Stephen was clearly out of his depth, scoring a five (yes, not a typo he actually scored a five) for his dessert course and causing confusion throughout with his poorly spiced Indian food. As a result, the heats were somewhat lacking in close competition.
With the main bit of drama this week coming in the form of Adam managing to nearly knock himself out during the cooking process, you can see that it wasn’t really the feast of fine food and cooking we were hoping for. After all of the week’s action, shockingly (not!) Adam and Phil went through to cook for the judges.
In short, the heats essentially told us that the chefs were all using Welsh lamb for their main courses and that neither Adam nor Phil are great dessert chefs (Stephen thought he was yet scored a five with a weird and slightly creepy soap dish).
Phil’s menu started with the allotment, a dish that focused on edible soil, pickled veg, and some ham hock in a tin. While it looked alright and got average noises from the judges, it was not a dish to set the world on fire, even with the addition of garlic bread to give the dish some texture after this was suggested in the heats.
Contrasting to this, Adam started well with his suckling pignic. The name alone is a winner for me but the actual cooking and way the dish was presented was excellent. With the pastry paying homage to the WI and the pork all cooked well, this was a dish that shone.

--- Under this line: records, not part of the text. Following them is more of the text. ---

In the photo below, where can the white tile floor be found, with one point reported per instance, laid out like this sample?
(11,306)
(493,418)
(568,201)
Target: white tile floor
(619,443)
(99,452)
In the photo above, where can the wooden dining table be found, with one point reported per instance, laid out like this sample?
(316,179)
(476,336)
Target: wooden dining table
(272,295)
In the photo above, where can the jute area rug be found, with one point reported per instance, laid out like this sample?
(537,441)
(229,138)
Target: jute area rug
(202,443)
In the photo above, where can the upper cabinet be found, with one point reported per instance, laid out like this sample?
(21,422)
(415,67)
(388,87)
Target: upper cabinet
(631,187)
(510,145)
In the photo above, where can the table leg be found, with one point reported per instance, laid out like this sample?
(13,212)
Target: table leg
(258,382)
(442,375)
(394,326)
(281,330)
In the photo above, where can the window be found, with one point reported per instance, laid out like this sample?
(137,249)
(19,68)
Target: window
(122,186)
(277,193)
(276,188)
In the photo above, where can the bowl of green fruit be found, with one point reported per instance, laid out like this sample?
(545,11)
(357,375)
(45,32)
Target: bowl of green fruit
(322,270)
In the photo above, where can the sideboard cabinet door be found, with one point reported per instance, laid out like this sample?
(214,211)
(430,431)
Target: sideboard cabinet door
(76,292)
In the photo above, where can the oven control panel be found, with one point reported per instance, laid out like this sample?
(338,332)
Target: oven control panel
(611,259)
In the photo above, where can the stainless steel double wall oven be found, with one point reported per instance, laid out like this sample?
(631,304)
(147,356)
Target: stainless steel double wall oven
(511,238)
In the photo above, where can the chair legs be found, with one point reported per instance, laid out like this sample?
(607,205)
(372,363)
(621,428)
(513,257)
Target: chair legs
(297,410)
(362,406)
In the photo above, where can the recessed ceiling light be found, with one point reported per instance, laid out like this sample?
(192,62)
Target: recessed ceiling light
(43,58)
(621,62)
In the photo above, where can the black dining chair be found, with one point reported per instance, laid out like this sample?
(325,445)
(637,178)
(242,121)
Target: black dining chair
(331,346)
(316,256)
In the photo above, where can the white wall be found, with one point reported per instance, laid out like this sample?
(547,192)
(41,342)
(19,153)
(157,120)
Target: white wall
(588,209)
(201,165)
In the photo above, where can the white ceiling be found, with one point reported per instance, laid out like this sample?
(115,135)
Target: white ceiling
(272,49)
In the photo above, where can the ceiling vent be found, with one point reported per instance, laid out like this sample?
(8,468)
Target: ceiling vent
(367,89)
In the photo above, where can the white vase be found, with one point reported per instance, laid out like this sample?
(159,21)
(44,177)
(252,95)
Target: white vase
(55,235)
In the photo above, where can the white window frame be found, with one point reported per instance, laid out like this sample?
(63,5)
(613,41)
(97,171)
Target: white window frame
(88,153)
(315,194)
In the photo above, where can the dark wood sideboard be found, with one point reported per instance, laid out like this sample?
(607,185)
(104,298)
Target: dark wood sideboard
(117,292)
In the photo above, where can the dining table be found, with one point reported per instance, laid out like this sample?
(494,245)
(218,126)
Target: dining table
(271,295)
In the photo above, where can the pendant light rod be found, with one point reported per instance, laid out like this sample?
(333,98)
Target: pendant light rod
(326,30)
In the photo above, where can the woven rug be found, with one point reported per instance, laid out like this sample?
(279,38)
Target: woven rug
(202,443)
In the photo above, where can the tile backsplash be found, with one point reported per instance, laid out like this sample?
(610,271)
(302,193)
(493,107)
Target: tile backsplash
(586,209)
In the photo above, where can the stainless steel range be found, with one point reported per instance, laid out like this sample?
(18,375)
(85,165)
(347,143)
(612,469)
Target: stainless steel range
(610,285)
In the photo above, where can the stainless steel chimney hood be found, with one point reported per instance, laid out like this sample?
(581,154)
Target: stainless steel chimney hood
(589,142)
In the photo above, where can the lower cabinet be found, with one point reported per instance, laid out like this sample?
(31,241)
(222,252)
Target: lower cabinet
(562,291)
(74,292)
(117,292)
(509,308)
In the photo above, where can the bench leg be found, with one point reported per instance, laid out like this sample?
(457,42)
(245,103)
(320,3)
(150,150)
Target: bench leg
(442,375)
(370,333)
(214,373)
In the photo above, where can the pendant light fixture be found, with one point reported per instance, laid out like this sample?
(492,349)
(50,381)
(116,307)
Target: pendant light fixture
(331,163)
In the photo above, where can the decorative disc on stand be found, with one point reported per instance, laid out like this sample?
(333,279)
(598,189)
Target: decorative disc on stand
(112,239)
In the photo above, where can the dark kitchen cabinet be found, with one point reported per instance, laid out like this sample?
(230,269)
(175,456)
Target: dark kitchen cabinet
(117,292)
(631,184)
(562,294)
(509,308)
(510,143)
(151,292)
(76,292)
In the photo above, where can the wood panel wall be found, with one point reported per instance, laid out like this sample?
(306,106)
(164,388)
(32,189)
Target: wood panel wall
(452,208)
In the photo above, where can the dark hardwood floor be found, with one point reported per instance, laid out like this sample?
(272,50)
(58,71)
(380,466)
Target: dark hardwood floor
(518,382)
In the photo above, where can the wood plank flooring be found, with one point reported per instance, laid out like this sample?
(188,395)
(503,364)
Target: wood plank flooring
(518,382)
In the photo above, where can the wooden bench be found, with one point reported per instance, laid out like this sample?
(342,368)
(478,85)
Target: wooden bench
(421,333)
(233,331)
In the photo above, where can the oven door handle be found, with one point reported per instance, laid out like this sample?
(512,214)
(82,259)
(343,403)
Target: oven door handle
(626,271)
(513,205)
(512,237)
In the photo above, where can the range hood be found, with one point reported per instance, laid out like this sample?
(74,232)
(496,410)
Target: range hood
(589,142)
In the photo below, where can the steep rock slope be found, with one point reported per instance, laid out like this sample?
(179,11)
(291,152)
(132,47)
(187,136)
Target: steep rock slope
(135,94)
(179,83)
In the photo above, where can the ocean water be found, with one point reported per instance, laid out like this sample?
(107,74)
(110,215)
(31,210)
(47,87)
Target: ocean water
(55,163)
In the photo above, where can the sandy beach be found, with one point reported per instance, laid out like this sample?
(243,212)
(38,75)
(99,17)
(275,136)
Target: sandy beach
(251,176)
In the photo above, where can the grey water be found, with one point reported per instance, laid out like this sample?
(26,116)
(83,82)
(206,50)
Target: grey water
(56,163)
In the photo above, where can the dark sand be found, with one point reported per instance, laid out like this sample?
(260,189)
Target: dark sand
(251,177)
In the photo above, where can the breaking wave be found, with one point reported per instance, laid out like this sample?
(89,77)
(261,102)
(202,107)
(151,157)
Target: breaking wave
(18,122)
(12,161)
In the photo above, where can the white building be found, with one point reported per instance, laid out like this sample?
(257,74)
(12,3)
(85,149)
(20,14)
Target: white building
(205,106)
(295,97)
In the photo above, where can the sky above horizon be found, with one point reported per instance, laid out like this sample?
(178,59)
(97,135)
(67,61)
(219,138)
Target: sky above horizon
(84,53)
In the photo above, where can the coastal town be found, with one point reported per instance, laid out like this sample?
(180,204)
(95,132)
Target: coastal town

The fish dishes were both very poor. Adam had a minor meltdown in the kitchen trying to perfect the cumber jelly from his salmon and cucumber dish and to top everything else off, the bread he used to wrap his salmon in was shop bought..!
Phil fared slightly better with his fish dish but this was still essentially a restaurant dish with some ‘smoke’ drama added to try and make it banquet-worthy.
The main dishes were a much better effort, with ‘a hug for mum’ from Phil offering a nicely cooked lamb breast and some ‘drama’ with a teapot full of lamb consommé that judges didn’t know whether to pour over their food or drink from the teapot. Not bad seemed to sum it up nicely.
Adam offered another lamb dish with the WI theme of Jerusa-lamb. This was a clever bit of cooking – lamb faggots with lamb fillet cooked (but still medium) on the inside. This was an excellent dish for a restaurant and definitely made me want to go to Adam’s restaurant but, despite the high praise from the normal judges, I felt inclined to agree with the WI guest judge, who wasn’t quite as taken with this dish. It was, however, still far better than the offering from Phil.
On to dessert and we may as well just skip this section for Adam. It just went wrong. As Yorkshire is my adopted home I feel inclined to be offended by the title of his pudding ‘A sweet forced to be reckoned with’ as Yorkshire is the home of forced rhubarb and Wales is not exactly seen as the place for it. In truth, the name was not quite as offensive as the sponge, which was lovingly described by one judge as being like soggy cardboard!
With all to play for, Phil tried to step it up with his WI jammin’ at the fete pudding that had no Jamaican/Bob Marley feel to it other than the name; the dish was essentially a collection of cakes and jams. Some were done well and some weren’t. In truth, he had clearly tried to rely on some special presentation to elevate an otherwise average dish. In my notes of the show I have written the harsh but probably true notion that the dish had ‘too many elements and not enough quality’, which might just about sum up Welsh week!
With the cooking and eating done, Adam triumphed by one point. While I had thought Phil might just sneak it, I can’t imagine any of the other heat winners so far will be quaking in their boots unless Adam ups his game for the final!
Dishes for the banquet? I think that if Adam can find a way to bring a bit more razzmatazz to his suckling pignic then we could be seeing this as a contender to go all the way – despite the technical challenge to make the elements en masse. The judges loved Adam’s main but in my view it’s just not strong enough to compete against the best dishes out there to win in the hardest category!